By David L. Kirchman
Books with single word titles (see Cod or Salt) often focus relentlessly on a seemingly narrow topic. Not this book. Veronica Strang, a cultural anthropologist at Durham University in England, has written a meandering, all-encompassing account of an essential liquid and society’s relationship with it. In the Introduction, she acknowledges that she cannot “distil” down into one slim book the “vast and complex oceans” of information about the topic. Rather, Strang’s goal is to get us to think differently about water and our relationship to it.
The first chapter, “Water on Earth,” begins with the origin of water on our planet. Some scientists believe all of the water on earth came from asteroids bombarding our planet soon after its formation over four billion years ago. Rather than from the sky, Greek philosophers thought all water came from a massive subterranean reservoir, dubbed Tartarus by Aristotle. In addition to water beneath the earth, the ancient Greeks believed that the earth was surrounded by Okeanus, a swirling stream of water. Early Egyptians and Chinese also used aquatic terms to describe the Milky Way. Quoting Ivan Illich, Strang suggests “water has a nearly unlimited ability to carry metaphors.”
That first chapter has 16 of the book’s 107 illustrations, most of which are in color, printed on thick glossy paper. The illustrations are as eclectic as the text. This chapter has a stunning aerial picture of Rio Tino in Spain, which earns its name by having high concentrations of blood-red iron minerals. That picture is followed by a Leonardo da Vinci sketch of flowing water. The chapter and elsewhere in the book has many pictures of scenery and art from New Zealand and Australia, evidence of the time Spang spent in both countries. She uses many examples from the Antipodes and Asia to augment those more predictably from Europe and North America.
The rest of book continues to be a bricolage of history and anthropology and religion and, well, everything else; water touches on just about all human endeavors. The chapter “Redirections” provides some examples. Here Spang mentions that Dionysius of Halicarnassus in the first century BCE argued that two (aqueducts and sewers) of the three most significant works of Rome involved water (the third being paved roads). Spang then segues to a discussion about harnessing water for power and transportation and how, in spite of advances in ship technology and the ocean sciences, seafaring remained dangerous and the oceans filled with monsters. Herman Melville’s Moby-Dick is discussed briefly, which leads to a short discourse on whaling and how it illustrates the mastery of society over the seas. Some of this jumping from topic to topic works better than others.
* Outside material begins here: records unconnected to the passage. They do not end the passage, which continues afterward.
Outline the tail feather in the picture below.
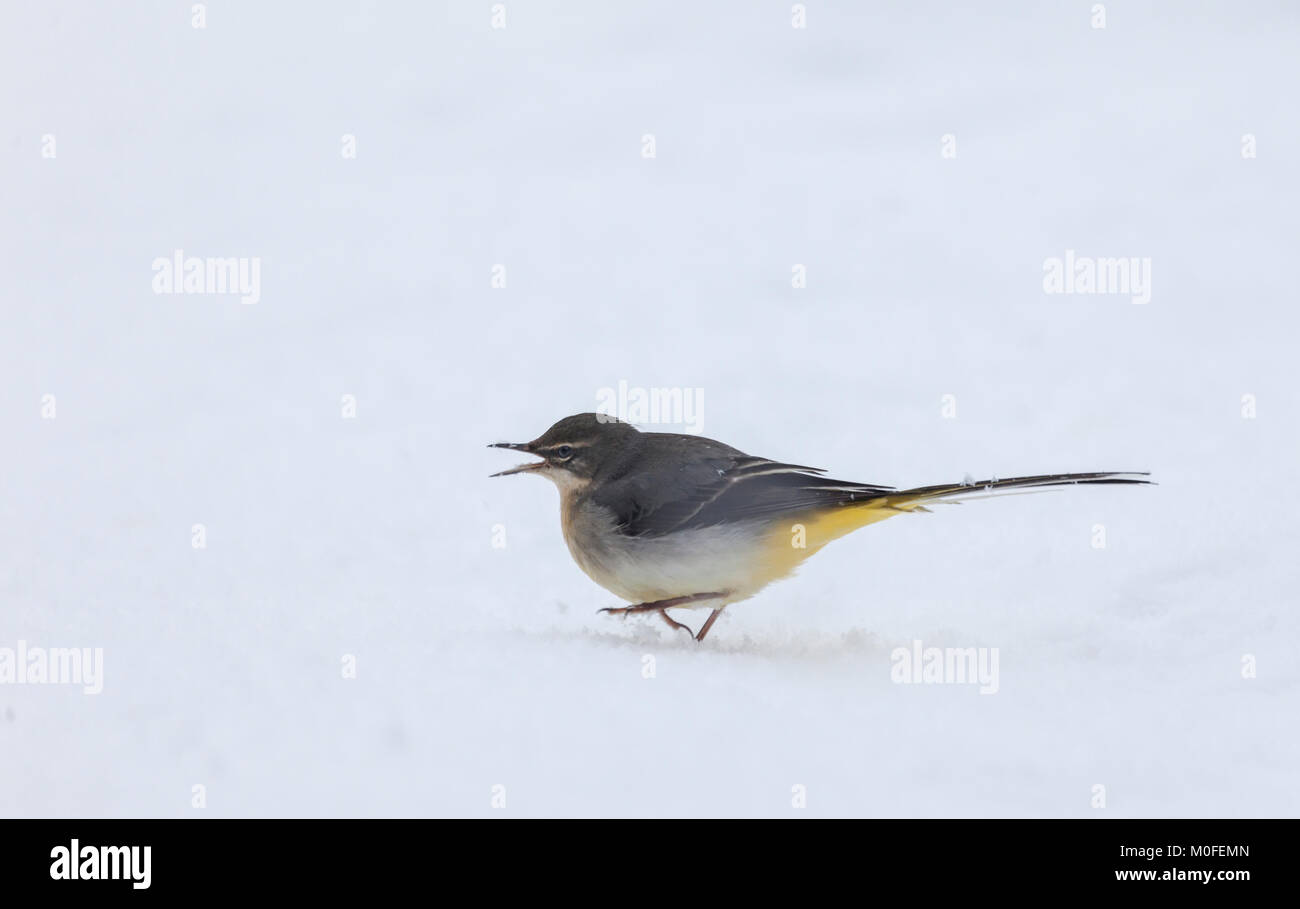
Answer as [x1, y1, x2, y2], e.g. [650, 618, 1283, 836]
[872, 471, 1154, 511]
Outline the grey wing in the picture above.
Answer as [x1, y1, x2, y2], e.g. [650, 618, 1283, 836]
[593, 453, 894, 536]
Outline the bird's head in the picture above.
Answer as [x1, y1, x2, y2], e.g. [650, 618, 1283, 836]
[488, 414, 640, 489]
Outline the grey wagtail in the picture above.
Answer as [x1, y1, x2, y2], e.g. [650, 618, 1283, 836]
[489, 414, 1149, 641]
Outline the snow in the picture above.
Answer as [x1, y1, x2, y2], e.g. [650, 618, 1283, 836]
[0, 0, 1300, 817]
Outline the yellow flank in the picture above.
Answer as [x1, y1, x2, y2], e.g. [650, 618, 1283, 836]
[757, 495, 922, 588]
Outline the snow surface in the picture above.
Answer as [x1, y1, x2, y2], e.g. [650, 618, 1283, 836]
[0, 0, 1300, 817]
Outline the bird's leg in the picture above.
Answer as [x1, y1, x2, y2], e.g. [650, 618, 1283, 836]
[696, 609, 723, 641]
[601, 593, 727, 615]
[659, 609, 696, 637]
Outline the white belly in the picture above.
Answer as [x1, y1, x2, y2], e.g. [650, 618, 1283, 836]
[564, 506, 767, 609]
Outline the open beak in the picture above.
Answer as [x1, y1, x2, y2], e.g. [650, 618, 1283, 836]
[488, 442, 546, 476]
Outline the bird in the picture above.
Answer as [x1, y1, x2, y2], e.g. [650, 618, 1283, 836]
[489, 414, 1152, 641]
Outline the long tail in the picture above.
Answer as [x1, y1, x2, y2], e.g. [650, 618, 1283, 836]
[868, 471, 1154, 511]
[755, 471, 1151, 590]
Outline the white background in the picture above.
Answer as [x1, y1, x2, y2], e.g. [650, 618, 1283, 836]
[0, 0, 1300, 817]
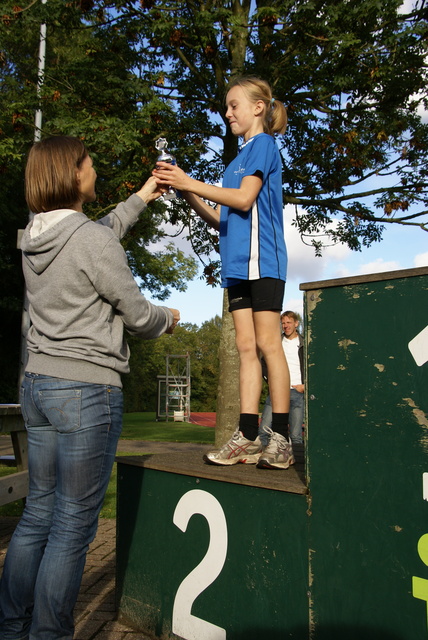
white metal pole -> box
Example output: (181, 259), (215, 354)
(34, 0), (47, 142)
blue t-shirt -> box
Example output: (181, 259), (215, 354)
(220, 133), (287, 287)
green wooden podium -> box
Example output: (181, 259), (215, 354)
(117, 268), (428, 640)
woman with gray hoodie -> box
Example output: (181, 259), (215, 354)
(0, 136), (180, 640)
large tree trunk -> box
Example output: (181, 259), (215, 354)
(215, 289), (239, 446)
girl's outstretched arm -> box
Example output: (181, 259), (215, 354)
(181, 191), (220, 231)
(153, 162), (262, 211)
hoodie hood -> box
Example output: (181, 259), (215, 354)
(21, 211), (90, 274)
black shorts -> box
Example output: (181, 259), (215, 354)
(227, 278), (285, 311)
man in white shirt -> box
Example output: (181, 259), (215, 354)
(259, 311), (305, 444)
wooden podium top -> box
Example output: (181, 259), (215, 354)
(116, 445), (308, 495)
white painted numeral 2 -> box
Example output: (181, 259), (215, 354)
(172, 489), (227, 640)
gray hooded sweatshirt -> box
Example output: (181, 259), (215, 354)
(21, 194), (173, 386)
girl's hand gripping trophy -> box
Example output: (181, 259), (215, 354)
(155, 138), (177, 200)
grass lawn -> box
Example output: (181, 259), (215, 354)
(0, 412), (215, 518)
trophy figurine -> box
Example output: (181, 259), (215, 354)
(155, 138), (177, 200)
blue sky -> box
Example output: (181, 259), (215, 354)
(145, 208), (428, 326)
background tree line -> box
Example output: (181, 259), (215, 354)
(123, 316), (221, 412)
(0, 0), (428, 438)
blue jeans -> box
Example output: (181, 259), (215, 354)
(259, 389), (305, 447)
(0, 373), (123, 640)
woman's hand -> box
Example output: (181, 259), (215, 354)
(152, 162), (194, 191)
(136, 176), (166, 204)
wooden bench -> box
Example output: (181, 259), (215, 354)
(0, 404), (28, 506)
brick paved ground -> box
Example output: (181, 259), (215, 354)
(0, 517), (152, 640)
(0, 436), (206, 640)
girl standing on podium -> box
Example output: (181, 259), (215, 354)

Spang starts to drop the neutral stance of the academician when discussing some of the problems now affecting water and its water supply in many countries, including parts of the US. She starts by pointing out the problems with dams, which have drowned archaeological and historic sites, displaced millions of people, and disrupted ecosystems. Perhaps more ominous are the conflicts, current and future, over the supply of water around the world, from drought-stricken California to the Middle East. Pakistan is facing a water shortage in its near future as flow from the Indus River lessens due to decreasing input from melting glaciers in the Himalayas. Consequently, according to Spang, about half of the $7.5 billion dollars in US aid to Pakistan is directed to water-related projects.
The start of a general solution to these problems is hinted at with the concluding words of the book. Spang argues for replacing “utilitarian reduction” with a more holistic approach exemplified by water. Only then can we “think and act connectively and collaboratively.” The alternative is implied by the last illustration in the book: a poster advertising cruises from Southampton to New York on the Titanic.
David L. Kirchman (ΦBK, Lawrence University, 1976) is the Maxwell P. and Mildred H. Harrington Professor Marine Biosciences at the University of Delaware and a resident member of the Alpha of Delaware chapter of Phi Beta Kappa.